My opinion would be to pull the CB’s for the MFD and transponder and to turn
off all exterior lights and any unnecessary interior lights and not use the trim, then
land as soon as possible. Engine gages will still operate, trim is available if
required, gage lights will still be working, Aux power for headset ANR is still
working and flaps can be used on approach. If you have longer to go, I’d
shut off more items, to conserve power for gages and flaps.

Of course the essential bus is powering Garmin #1, PFD (or Sandel and flight
instruments) and the AP, so those can stay on indefinitely.


Yes that is correct.

The trim worked fine with the AP. I switched from the GPSS mode to Heading mode once inside the airspace and the trim continued to work. Matt had taught us that on intercepting the ILS in Nav and Heading Modes.

Once I turned off the AP the trim failed manually. I should have went back to AP and flew the base and final with the Heading mode. That would have made the trim much easier to deal with.


Unfortunatly I did not realize that until I was over the badlands and Indian Reservations of South Dakota. With the VRF weather and 35 minutes left to home I pressed on. The only airport would have been on the Reservation or Hot Springs which is only 12 more minutes on to Rapid.

Probably not the best idea to press on once the Bat 1 went completely dead, but felt comfortable going on, as a good friend had a private landing strip half way between RAP and the reservations airport, the 777 buffalo ranch were Kevin Cosner filmed Dances with Wolves .


In reply to:

Normally it makes the problem worse as you start losing various systems.

The other thought is if it is necessary to press on (say flying over an overcast to reach a VFR descent) then it is preferable to put your fate into your own hands – rather than wait for systems to fail one by one, switch off BAT1 and ALT1, fly without the non-essential bus until on the approach, then switch back on so you can have flaps, Aux Fuel Pump, engine instruments, etc. for landing.


I agree. Based on my electrical adventures and reading about others in the Cirrus, I think the training and emergency checklists should be reviewed. The Cirrus is a complicated electrical machine.

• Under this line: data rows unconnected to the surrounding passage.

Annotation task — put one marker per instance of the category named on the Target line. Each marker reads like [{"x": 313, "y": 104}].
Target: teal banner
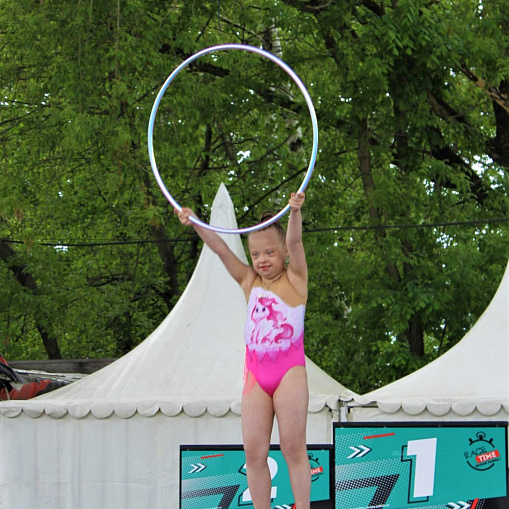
[
  {"x": 442, "y": 466},
  {"x": 214, "y": 477}
]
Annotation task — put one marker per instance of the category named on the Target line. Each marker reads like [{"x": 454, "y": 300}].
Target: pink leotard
[{"x": 274, "y": 332}]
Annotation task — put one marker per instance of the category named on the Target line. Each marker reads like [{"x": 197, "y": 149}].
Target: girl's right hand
[{"x": 184, "y": 216}]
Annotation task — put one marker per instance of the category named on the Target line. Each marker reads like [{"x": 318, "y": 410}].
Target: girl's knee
[
  {"x": 294, "y": 451},
  {"x": 255, "y": 452}
]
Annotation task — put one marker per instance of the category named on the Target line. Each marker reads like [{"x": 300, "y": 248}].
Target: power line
[{"x": 310, "y": 230}]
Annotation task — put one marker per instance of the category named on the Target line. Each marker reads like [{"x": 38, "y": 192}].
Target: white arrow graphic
[
  {"x": 197, "y": 468},
  {"x": 358, "y": 452},
  {"x": 459, "y": 505}
]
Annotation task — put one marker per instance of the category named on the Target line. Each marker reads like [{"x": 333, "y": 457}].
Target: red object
[{"x": 15, "y": 386}]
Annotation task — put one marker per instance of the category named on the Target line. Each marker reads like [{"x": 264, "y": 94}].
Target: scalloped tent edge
[{"x": 112, "y": 439}]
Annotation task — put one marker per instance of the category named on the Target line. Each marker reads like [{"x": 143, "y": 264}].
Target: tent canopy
[{"x": 192, "y": 363}]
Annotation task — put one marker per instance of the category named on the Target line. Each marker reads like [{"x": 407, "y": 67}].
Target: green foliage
[{"x": 408, "y": 138}]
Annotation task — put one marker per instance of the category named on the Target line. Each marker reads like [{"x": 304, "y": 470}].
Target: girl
[{"x": 275, "y": 381}]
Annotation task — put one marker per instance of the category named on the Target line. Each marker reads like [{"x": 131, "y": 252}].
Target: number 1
[{"x": 425, "y": 452}]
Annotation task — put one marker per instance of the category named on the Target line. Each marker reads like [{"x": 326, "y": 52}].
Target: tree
[{"x": 412, "y": 101}]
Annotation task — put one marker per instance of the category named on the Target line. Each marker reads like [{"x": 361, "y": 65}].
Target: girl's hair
[{"x": 280, "y": 229}]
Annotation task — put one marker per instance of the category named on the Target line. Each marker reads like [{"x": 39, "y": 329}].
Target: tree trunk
[{"x": 25, "y": 279}]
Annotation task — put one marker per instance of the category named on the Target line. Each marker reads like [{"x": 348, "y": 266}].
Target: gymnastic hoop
[{"x": 312, "y": 113}]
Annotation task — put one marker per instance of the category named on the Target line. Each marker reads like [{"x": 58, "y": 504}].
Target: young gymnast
[{"x": 275, "y": 379}]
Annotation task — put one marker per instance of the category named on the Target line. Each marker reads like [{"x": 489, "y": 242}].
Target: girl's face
[{"x": 268, "y": 253}]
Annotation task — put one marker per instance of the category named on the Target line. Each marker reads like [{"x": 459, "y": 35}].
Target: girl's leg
[
  {"x": 257, "y": 420},
  {"x": 291, "y": 407}
]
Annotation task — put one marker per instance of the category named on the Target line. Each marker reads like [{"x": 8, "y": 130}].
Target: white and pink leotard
[{"x": 274, "y": 332}]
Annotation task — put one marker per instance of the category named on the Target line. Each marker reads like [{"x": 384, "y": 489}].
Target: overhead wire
[{"x": 191, "y": 238}]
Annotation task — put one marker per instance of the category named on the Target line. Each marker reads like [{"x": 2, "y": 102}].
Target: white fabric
[
  {"x": 111, "y": 440},
  {"x": 470, "y": 380}
]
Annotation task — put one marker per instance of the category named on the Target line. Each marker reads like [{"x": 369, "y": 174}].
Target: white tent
[
  {"x": 469, "y": 382},
  {"x": 111, "y": 440}
]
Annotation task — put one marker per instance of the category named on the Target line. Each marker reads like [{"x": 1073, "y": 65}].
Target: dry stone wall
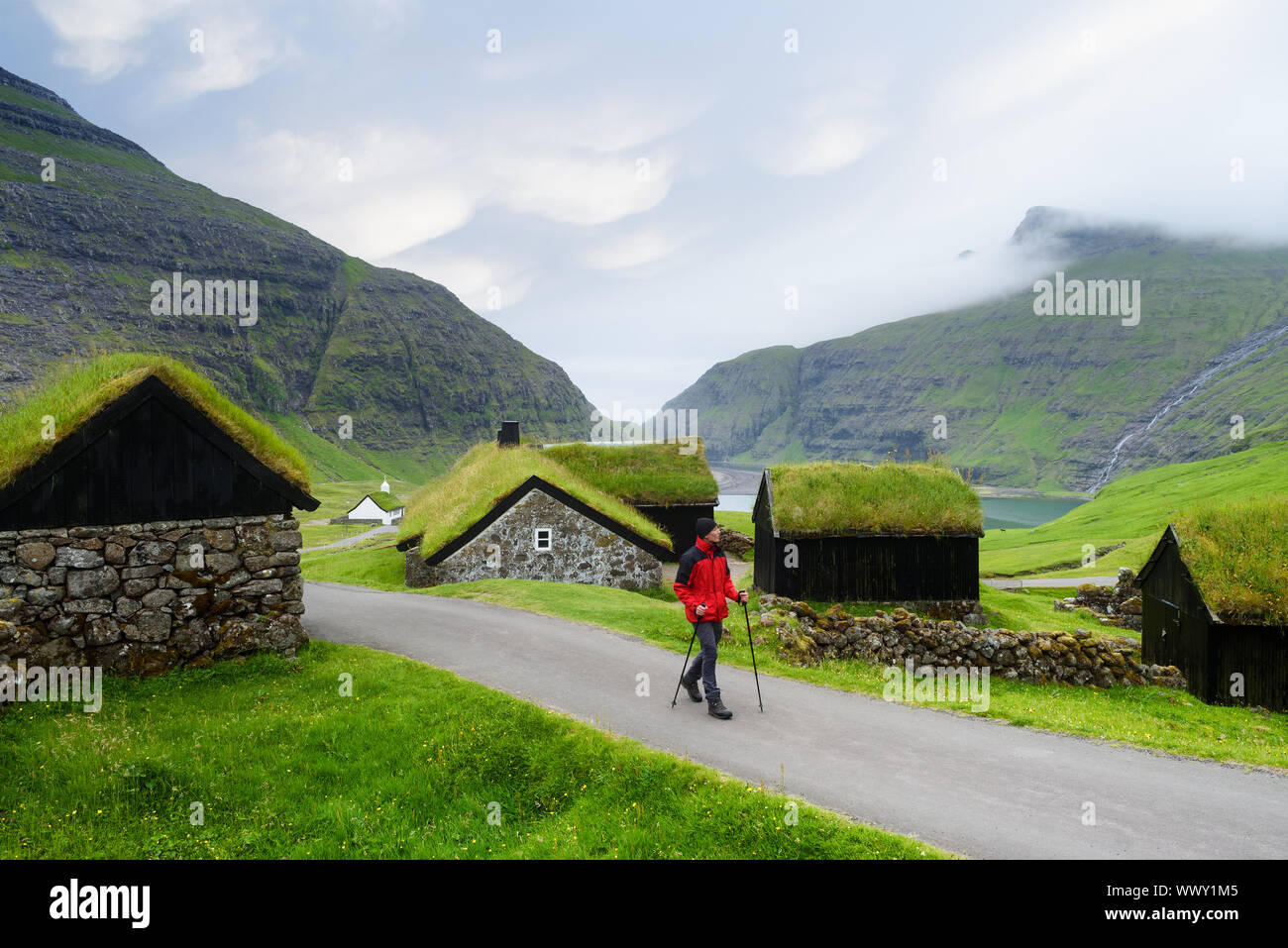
[
  {"x": 149, "y": 597},
  {"x": 805, "y": 638},
  {"x": 580, "y": 552}
]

It is my position that given any type of significant electrical failure, weather permitting, a landing should be made at the nearest airport. Troubleshooting is much easier on the ground with a cell phone dialed to the 800 line at Cirrus. Also on the ground other cues are available such as odor and smoke that can be masked aloft.

In my flying career too much emphasis in training is placed on troubleshooting electrical problems aloft versus getting on the ground to figure things out. The Canadian accident report on SwissAir 111 is the case study for this issue.



You are definitly more right than wrong. One of the factors I used for pressing on was the fact the western Nebraska and southern South Dakota is primarily badlands, unihabited and Indian Reservations.

I just didn’t have the heart to leave 203RF on the Pine Ridge Indian reservation in need of repairs. Had I had to go any further than Rapid City, I would have set done ASAP once I started losing other systems like the Radios ect.

thanks for the good advise.



the checklist is the list produced and sold by Matt McDaniels from Progressive Aviation. I can not stress strong enough what a great help his list was. Whom ever does not have one should get one just for this purpose. Matt’s training was excellent and lead me through each step during the entire process. One less thing I had to worry about if I was doing the right thing or not.